At the event, children lined up at a table to receive the ice cream ingredients, including ice, sugar, rock salt, milk and vanilla. The ice along with six tablespoons of salt were placed in a large plastic bag, while a half cup of milk, a quarter teaspoon of vanilla and one tablespoon of sugar went in a smaller bag. The bags were sealed, with the small bag put inside the larger bag. After shaking for five minutes, the children created a tasty ice cream treat, which they could top with gummy bears, M&Ms, sprinkles, and chocolate or strawberry syrups.
"It’s something different," Gufert said of making ice cream. "A lot of times we have ice cream and we eat ice cream, but to actually physically make it adds a whole new element to it. It’s something that from past experiences, kids will remember. They’ll remember that they made that ice cream."

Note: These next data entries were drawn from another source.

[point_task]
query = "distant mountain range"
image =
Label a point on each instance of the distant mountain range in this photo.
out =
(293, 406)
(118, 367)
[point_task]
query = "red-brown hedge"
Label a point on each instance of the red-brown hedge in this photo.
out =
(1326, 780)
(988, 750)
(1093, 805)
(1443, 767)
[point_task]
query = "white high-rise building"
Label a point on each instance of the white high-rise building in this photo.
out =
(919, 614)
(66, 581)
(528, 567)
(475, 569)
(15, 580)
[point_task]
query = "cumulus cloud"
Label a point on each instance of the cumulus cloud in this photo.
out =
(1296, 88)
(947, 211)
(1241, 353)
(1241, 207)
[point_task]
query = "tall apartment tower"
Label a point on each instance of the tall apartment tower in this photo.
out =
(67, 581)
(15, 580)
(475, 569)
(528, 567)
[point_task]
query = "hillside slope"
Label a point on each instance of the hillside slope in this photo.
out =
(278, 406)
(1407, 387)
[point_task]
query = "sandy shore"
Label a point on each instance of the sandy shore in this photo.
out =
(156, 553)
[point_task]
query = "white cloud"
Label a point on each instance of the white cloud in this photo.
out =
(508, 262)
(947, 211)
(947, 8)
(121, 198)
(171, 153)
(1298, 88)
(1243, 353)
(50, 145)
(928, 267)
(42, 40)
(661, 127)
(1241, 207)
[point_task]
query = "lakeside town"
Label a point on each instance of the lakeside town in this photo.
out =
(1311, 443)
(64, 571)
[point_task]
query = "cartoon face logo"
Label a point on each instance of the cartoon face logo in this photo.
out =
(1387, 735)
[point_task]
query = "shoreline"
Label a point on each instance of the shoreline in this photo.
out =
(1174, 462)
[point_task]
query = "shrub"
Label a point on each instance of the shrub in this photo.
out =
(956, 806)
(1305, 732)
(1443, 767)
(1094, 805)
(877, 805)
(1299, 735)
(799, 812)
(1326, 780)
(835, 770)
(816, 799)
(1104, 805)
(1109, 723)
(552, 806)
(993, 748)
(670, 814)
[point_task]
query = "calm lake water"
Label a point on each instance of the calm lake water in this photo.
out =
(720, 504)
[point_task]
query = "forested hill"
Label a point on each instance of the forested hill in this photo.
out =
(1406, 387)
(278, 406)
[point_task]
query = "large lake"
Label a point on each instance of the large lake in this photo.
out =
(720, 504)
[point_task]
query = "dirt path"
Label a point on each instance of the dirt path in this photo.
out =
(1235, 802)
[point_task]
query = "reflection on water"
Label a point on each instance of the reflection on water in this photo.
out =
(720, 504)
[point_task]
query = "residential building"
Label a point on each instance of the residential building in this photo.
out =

Gufert, a Bogota resident who teaches eighth grade in the Bronx, NY, said she has previously used the make your own ice cream activity in her classroom. Given ice cream’s association with the summertime, the idea worked for the summer reading club, she said.
Around 38 children showed up for the ice cream party, Spiegel said, noting the program’s participants were in preschool to the sixth grade and had read independently or with parents during the summer.
The children kept a log of books they had read in a summer reading passport, which they could get stamped throughout the summer as well as at the event. To attend the celebration, they were expected to fill half of the passport - approximately 10 books, she said.
Spiegel described the event ultimately as a success.
"I think the kids had a ball! They loved it," she said. "I think the kids and adults learned something new."